Por su parte, el artículo 55 de la LCT elimina toda referencia a la presunción a favor del trabajador por falta de exhibición de los registros laborales ante requerimiento judicial o administrativo. En su lugar, la presunción a favor del trabajador o sus causahabientes se vinculará directamente a la falta de registración en los términos del artículo 52, es decir, a las circunstancias que debieron constar en el pertinente registro.
En línea con estas modificaciones, la nueva Ley deroga el artículo 6 de la Ley 11544, el cual establecía que cada “patrón” debía facilitar la aplicación de la Ley de Jornada de Trabajo mediante el cumplimiento los siguientes requisitos:
a) Hacer conocer por medio de avisos colocados en lugares visibles en su establecimiento o en cualquier otro sitio conveniente, las horas en que comienza y termina el trabajo, o si el trabajo se efectúa por equipos. Las horas en que comienza y termina la tarea de cada equipo, serán fijadas de tal modo que no excedan los límites prescriptos en la presente ley, y una vez modificadas, regirán en esa forma, no pudiendo modificarse sin nueva comunicación hecha con la anticipación que determine el Poder Ejecutivo;
b) Hacer conocer de la misma manera los descansos acordados durante la jornada de trabajo y que no se computan en ella;
c) Inscribir en un registro todas las horas suplementarias de trabajo hechas efectivas a mérito de lo dispuesto por los artículos 3°, 4° y 5° de esta ley.

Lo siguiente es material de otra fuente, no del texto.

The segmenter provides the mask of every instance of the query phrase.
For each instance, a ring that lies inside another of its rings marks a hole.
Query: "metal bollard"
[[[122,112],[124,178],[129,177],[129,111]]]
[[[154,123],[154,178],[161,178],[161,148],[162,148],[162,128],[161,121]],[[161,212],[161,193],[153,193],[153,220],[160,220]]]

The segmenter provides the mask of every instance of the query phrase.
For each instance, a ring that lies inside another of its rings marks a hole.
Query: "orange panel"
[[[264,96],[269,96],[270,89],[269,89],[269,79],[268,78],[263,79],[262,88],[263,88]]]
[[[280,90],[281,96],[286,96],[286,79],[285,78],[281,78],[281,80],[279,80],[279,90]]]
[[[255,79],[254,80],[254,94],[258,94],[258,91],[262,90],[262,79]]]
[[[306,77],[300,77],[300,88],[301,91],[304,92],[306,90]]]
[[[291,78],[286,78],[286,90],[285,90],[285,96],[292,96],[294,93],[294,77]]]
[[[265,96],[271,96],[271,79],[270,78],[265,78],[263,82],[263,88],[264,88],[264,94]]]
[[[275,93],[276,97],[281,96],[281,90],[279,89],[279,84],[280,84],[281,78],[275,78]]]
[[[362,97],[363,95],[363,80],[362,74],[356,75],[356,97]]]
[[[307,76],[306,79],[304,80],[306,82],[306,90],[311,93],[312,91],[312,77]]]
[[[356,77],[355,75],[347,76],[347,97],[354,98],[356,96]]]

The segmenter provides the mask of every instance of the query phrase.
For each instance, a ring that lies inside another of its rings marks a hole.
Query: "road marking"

El mecanismo impuesto implicaba una complejidad innecesaria que, en la práctica, era rara vez cumplimentada. Esto se debía a que, más allá de los registros de la jornada de trabajo que implementaban los empleadores, las resoluciones ministeriales que reglamentaban esta norma exigían que las planillas de horarios estuviesen rubricadas por la autoridad de aplicación. De esta manera, la aplicación de dicho régimen generaba la activación de inspecciones por parte de organismos administrativos, lo que derivaba con frecuencia en la imposición de multas y, también, en reclamos de parte de los trabajadores.
Conclusión
Las modificaciones introducidas en materia de registración laboral no implican una flexibilización ni una reducción del nivel de tutela del trabajador. Por el contrario, constituyen una adecuación necesaria y razonable de obligaciones formales que habían quedado ancladas en un esquema que ya no resulta práctico ni eficiente.
La obligación prevista en el artículo 6 de la Ley 11544 −que estaba cercana a cumplir 100 años de vigencia− respondía a un contexto productivo completamente distinto del actual. En la práctica, esta norma derivó en el funcionamiento de un instrumento de recaudación fiscal que ciertamente no fortalecía el control del cumplimiento de la jornada ni mejoraba las condiciones de trabajo.

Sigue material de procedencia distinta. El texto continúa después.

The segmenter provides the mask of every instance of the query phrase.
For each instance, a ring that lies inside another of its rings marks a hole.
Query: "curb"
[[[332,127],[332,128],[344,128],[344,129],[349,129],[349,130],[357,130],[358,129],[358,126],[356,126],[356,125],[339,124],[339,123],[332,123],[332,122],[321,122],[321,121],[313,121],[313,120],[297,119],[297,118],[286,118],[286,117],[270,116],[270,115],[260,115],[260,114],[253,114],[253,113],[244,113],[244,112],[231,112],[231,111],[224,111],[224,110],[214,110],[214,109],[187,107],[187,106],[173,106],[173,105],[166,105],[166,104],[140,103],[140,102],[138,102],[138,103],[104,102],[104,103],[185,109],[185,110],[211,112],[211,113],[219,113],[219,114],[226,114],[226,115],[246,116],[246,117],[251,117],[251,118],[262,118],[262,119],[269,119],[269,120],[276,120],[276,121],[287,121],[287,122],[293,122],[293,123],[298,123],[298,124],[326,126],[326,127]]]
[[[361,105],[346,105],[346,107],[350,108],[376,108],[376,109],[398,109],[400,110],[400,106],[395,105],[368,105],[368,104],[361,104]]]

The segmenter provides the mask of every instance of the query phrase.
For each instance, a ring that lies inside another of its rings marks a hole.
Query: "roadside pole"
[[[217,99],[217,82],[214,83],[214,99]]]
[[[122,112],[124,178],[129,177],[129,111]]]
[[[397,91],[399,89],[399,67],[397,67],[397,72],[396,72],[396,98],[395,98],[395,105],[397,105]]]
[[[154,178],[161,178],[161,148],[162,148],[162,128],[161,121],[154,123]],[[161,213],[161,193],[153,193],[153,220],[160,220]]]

La reforma impone una verdadera modernización de los sistemas de registro ya que los alinea con la transformación digital del mundo del trabajo, simplifica cargas innecesarias y reduce la litigiosidad y la exposición a sanciones meramente formales que no implicaban una afectación real de los derechos de los trabajadores.
Este insight es un comentario breve sobre novedades legales en Argentina; no pretende ser un análisis exhaustivo ni brindar asesoramiento legal.